Given that the 22,000 controlled units were renting, on average, for around $300 below market, the Boston property tax base is increasing. It appears that assessments will only change gradually, with the eventual annual increase in property tax revenues being at least $5 million to $7 million per year. (Some of this increase may already have been achieved since Boston has had a policy of aggressively reassessing rent-controlled buildings at expected eventual vacancy decontrol values.) This result implies an increase of residential property tax revenue of at least 2.3 percent, and an increase in total property tax revenue of at least 0.7 percent.

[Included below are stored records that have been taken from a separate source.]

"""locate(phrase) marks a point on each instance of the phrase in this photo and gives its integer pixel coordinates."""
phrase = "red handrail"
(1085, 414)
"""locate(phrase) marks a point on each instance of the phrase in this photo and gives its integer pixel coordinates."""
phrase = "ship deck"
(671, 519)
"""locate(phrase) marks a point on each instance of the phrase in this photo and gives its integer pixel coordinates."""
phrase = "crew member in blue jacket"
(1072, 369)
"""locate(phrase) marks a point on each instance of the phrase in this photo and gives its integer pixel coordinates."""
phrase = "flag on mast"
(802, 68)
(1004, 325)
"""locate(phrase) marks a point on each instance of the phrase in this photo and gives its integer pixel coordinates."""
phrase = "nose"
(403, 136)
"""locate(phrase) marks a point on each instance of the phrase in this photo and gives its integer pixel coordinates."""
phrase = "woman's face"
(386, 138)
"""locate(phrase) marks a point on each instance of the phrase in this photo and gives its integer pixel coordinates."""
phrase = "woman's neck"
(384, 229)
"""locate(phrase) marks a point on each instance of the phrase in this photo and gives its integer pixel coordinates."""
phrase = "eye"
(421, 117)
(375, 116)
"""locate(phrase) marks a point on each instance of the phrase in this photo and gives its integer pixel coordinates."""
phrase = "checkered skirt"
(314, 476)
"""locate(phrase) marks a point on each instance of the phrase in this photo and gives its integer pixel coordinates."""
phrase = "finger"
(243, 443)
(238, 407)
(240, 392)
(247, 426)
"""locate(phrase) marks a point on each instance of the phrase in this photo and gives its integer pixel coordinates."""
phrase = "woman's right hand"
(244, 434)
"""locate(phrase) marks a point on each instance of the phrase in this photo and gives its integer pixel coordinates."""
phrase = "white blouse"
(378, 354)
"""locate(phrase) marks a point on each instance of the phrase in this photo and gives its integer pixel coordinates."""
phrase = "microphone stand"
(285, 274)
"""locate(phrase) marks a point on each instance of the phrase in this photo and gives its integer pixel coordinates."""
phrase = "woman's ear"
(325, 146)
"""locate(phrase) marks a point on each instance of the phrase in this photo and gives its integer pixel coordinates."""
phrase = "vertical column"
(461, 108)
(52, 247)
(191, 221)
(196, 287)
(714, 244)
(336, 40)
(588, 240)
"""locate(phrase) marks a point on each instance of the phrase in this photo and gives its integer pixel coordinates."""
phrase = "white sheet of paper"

Deregulation in New York should produce results at least that strong. A 2.3 to 3.2 percent annual increase in the city’s residential property tax collections would amount to $83 million to $116 million. Studies by Roistacher (1991) and deSeve (1997) suggest the increase would be even larger, in the range of $150 million to $180 million. And an increase of one percent in New York’s housing stock during the current strong economic period would amount to more than 27,000 units, four times more than the number now being planned or under construction.
New York Would Benefit from Deregulation, but the Process Would Be More Complicated than in Massachusetts
There are numerous lessons from the Massachusetts experience that are relevant to the current rent deregulation debate in New York City. The most important is to bring the best possible data and analysis to bear on the issue. New York has the tremendous and unique advantage of having available the Housing and Vacancy Survey. But even in the Massachusetts case, in retrospect it turns out that there was sufficient information available indicating that deregulation would not be as cataclysmic as many believed. But few were paying attention. In New York, there is empirical evidence that a carefully designed, phased withdrawal from rent regulation can be achieved. Total deregulation will require targeted housing assistance for the least fortunate.
A major difference between the Boston area and New York is the scale of rent regulation. In the Boston metropolitan area, in a two-year period 42,500 rental units were decontrolled. New York has more than a million regulated rental units and has had rent regulation for more than 50 years. Deregulation in New York will take longer than two years. It should be remembered, however, that a majority of New York households under rent stabilization are not benefitting from the system. In Upper Manhattan and the outer boroughs (with the exception of some affluent areas) benefits on average are negligible or nonexistent. Stabilized units do have somewhat lower rents but are also generally smaller. When size, quality and neighborhood are taken into account, the rent benefit disappears. Of course, there is considerable variation in benefits, so a short phasing out period makes sense. Thus the Boston area had 42,500 controlled units with large benefits, while New York has more than a million regulated units, but with only a minority enjoying modest to substantial benefits.
Like other U.S. cities, Boston and Cambridge will continue to have housing problems. But deregulation is increasing the quality and quantity of the housing stock, and making more effective use of the existing stock. By ending its more comprehensive system of rent regulations, New York can achieve a far healthier housing market and, hence, much greater benefits.